|Ottiano with Lionel Barrymore in The Devil-Doll (1936)|
The second I saw this actress appear in Tod Browning's impressive The Devil-Doll, I fell hopelessly in love. Playing Malita, the damaged assistant to Lionel Barrymore's revenge-seeking, escaped convict Paul Lavond (who, in his effort to elude the authorities, disguises himself as an old woman), Ottiano's first appearance is a bit startling. Sporting a shock of unruly hair that includes an artistically arranged white streak (perhaps inspired by the Bride of Frankenstein?) and hobbling around on one crutch, I was reminded of two current actresses that I also admired - Grace Zabriskie and Diane Salinger. Perhaps a bit too stylized in an attempt to let the viewer know that she was the villain of the piece, her performance is fun and her facial reactions and wild eyes are put to great effect in a truly suspenseful scene where Lavond and Malita try to hide some stolen jewelry from a police officer. Plus Ottiano's ultimate intentions and madness come through when she declares, "We'll make the whole WORLD small!" - referring to Lavond's scheme of shrinking down his victims using a serum developed by Malita's deceased scientist husband. After seeing her in this role, I looked into other films that she had done and was surprised to see that she had quite an interesting career which further endeared me to her. A stage actress who eventually played opposite Mae West in the hit Broadway play, "Diamond Lil" (which led to the two actresses reprising their roles for the film version, She Done Him Wrong), another notable role for her was as Greta Garbo's maid in Grand Hotel. A line from Ottiano's Wikipedia entry made me laugh; "Throughout the 1930s, Rafaela Ottiano would often specialize in roles as sinister, malevolent, or spiteful women." This obviously means I need to see every single film she has ever appeared in.

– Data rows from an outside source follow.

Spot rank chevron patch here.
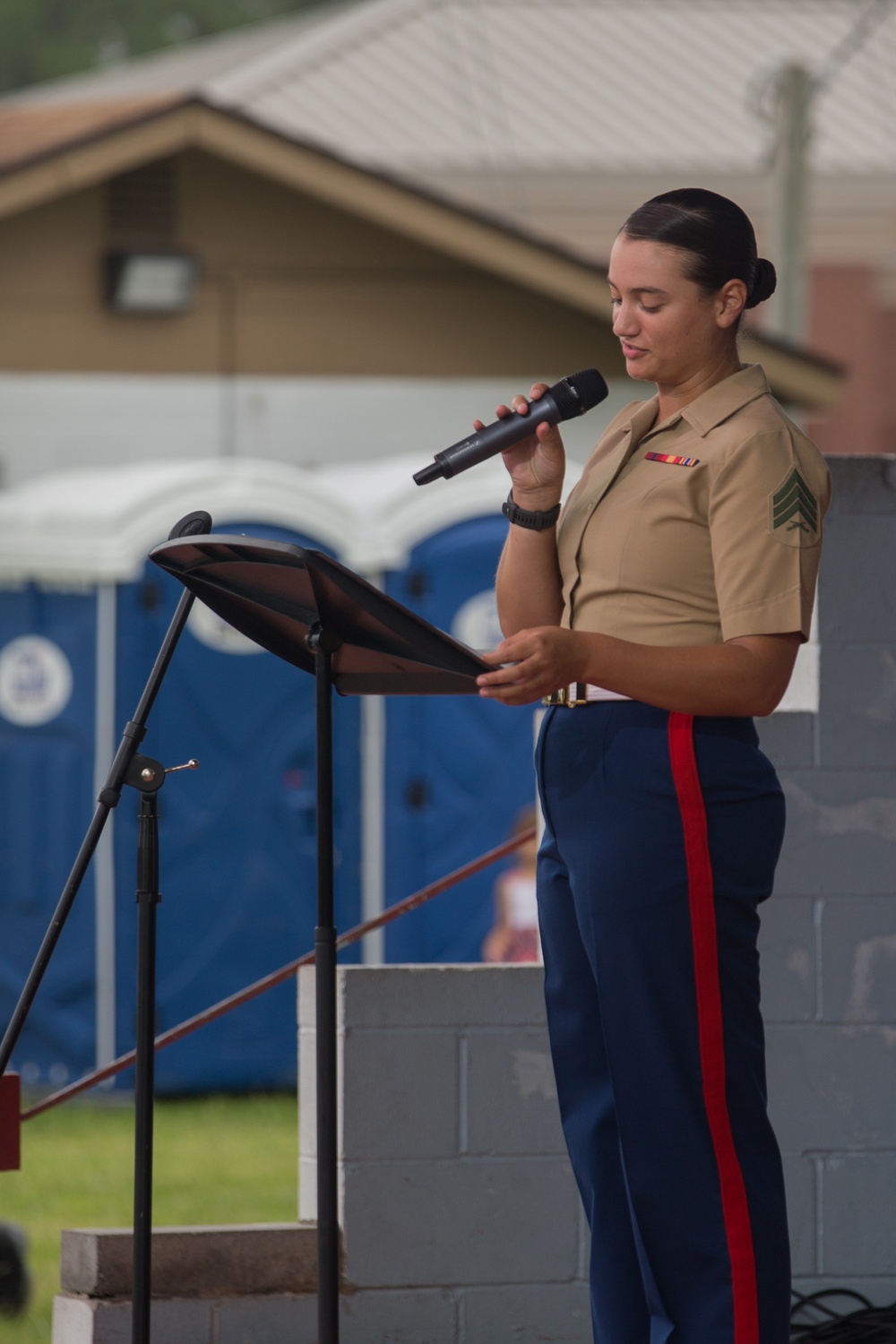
[769,467,818,546]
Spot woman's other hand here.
[473,383,565,510]
[476,625,587,704]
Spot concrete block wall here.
[759,457,896,1304]
[298,967,591,1344]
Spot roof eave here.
[0,96,844,410]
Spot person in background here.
[482,808,541,962]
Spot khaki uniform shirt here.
[557,365,831,647]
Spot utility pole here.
[770,65,814,344]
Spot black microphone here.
[414,368,608,486]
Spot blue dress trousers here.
[538,701,790,1344]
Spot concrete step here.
[59,1223,317,1298]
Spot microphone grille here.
[551,368,608,419]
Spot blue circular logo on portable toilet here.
[0,634,73,728]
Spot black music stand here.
[149,537,489,1344]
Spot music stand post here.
[151,535,487,1344]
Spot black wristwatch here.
[501,487,560,532]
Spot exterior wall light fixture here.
[105,247,199,314]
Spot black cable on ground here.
[790,1288,896,1344]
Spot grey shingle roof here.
[3,0,896,177]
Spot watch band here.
[501,487,560,532]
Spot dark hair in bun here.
[621,187,777,308]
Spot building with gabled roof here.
[0,0,859,478]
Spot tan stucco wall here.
[0,151,624,376]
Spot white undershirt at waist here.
[584,685,632,701]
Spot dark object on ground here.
[790,1288,896,1344]
[0,1223,30,1316]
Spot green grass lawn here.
[0,1097,298,1344]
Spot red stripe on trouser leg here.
[669,714,759,1344]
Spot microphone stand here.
[0,511,211,1078]
[0,511,211,1344]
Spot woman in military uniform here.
[479,190,831,1344]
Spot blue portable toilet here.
[0,457,588,1091]
[0,460,360,1091]
[323,456,581,962]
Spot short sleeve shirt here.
[557,365,831,647]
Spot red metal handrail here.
[20,827,535,1120]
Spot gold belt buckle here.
[541,682,589,710]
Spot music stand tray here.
[149,535,489,1344]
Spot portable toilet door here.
[0,581,97,1089]
[116,519,360,1093]
[385,513,535,962]
[0,459,360,1091]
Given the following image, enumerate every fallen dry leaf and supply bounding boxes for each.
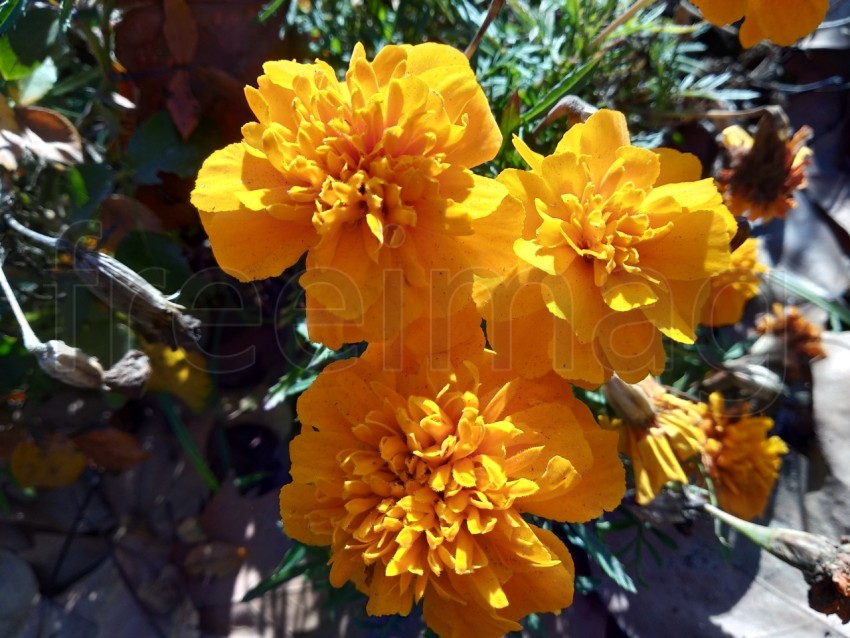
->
[72,428,150,472]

|Lassick in Deep Cover (1992)|
My favorite male character actor of all time (running a close second to Divine), Sydney is a performer that I remember being a fan of even as a young child. I first noticed him in an episode of "Amazing Stories" back in 1985 called "Remote Control Man" where he played the tormented husband to Nancy Parsons (another favorite performer of mine and one who I will discuss later) who escapes his nagging family by constantly watching television. I thought he was absolutely hilarious and I loved watching his nervous, effeminate mannerisms and dialogue delivery. He reminded me of a mix of Joe Besser (a later member of the Three Stooges) and Richard Simmons. He's probably best remembered for his breakout role as Charley Cheswick in One Flew Over the Cuckoo's Nest where his manic outburst of, "Rules? Piss on your fucking rules!" is definitely one of the film's memorable lines. Sydney kept consistently busy during his career appearing in a wide range of projects, from guest spots on television shows like "Hawaii Five-O", "Eight is Enough" and "The X-Files" to unusual, unforgettable turns in such films as Silent Madness (where he is hilarious as a foul mouthed sheriff investigating a serial killer), Sonny Boy and a bizarre role opposite Laurence Fishburne and Jeff Goldbum in Deep Cover. I think about Sydney everyday and just thinking about his blustery screen persona and that inimitable voice makes me smile.